The UK has become reliant on its ability to attract internationally mobile capital for several reasons, widely discussed in academic and policy-focused literature.
For example, the UK has a significant trade deficit and its companies engage in very high levels of outward foreign direct investment (FDI). As such, inward investment is widely recognised as a key element of regional development, especially for lagging regions. It is argued that such investment not only generates employment, but also contributes to innovation, productivity and exports, through both direct benefits and indirect effects through spillovers.
Typically, inward investors are more productive, more innovative and more export intensive than domestically owned firms, and this holds for virtually every location. The challenge, therefore, is not merely to consider how universities, or other UK research establishments, can be anchor points in attracting high tech investment, the type associated with spillovers and innovation, but how they can be conduits for maximising the benefits of this investment for the local economy.
The main paper sets out in some detail the case for how and why universities can be drivers of FDI into locations. The innovation accelerators soon to be piloted by Glasgow, the West Midlands and Greater Manchester, as well as the recent announcement of investment zones, have sharpened the focus on this.
These initiatives have moved the straightforward strategy of seeking to attract inward investment to an understanding of the wider benefits of attracting high tech activity, generating productivity and innovation externalities, and fostering technological intensity in related sectors and along supply chains. Rather than merely being at the heart of a locations value proposition for attracting internationally mobile capital, universities can be drivers of both knowledge creation and the knowledge transfer that is associated with inward investment.
Attracting high tech internationally mobile investments can generate knowledge transfer into other sectors, with an emphasis on the identification and measurement of these phenomena, rather than simply an explanation of why they may occur. Theoretically, attracting international R&D activities to a region should generate significant spillover effects into related sectors or along supply chains. These effects are, in practice, limited by a number of factors, such as the absorptive capacity of the local sector, and not least the efforts that R&D intensive firms go to in order to prevent knowledge leaking out of the firm. However, universities, with access to both large inward investors and local supply chains can offer a unique conduit for these effects. A common question from local firms is “can you help me get into the supply chain of…..”; potential inward investors want to know about local innovation capacity, clusters and value chains.
Central to both the attraction of FDI, and the beneficial effects of it, are factors that may be considered jointly as sources of “agglomeration economies”, which are both positively associated to R&D location drivers, with locations offering qualified labour, a vibrant local sector, or a “history of R&D” likely to attract new R&D. All of these are also shown, in a related literature, to be influenced by local industry-university links.

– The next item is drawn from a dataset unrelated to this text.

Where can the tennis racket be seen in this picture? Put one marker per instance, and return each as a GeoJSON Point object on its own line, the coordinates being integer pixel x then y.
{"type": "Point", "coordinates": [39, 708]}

Finally, global high tech FDI is beset by skill shortages. If firms are going to be competing either for already scarce labour or encouraging migration, then this offers two challenges for local policy makers. The first centres around skills and ensuring the pipeline of skills, through apprenticeships as well as universities (with action on retention of graduates) to meet demand. The second is more general, including issues around housing, schools and other factors that may be considered “quality of life”.
If locations are going to seek to attract key workers in, then these basics also need to be on offer as part of the region’s value proposition.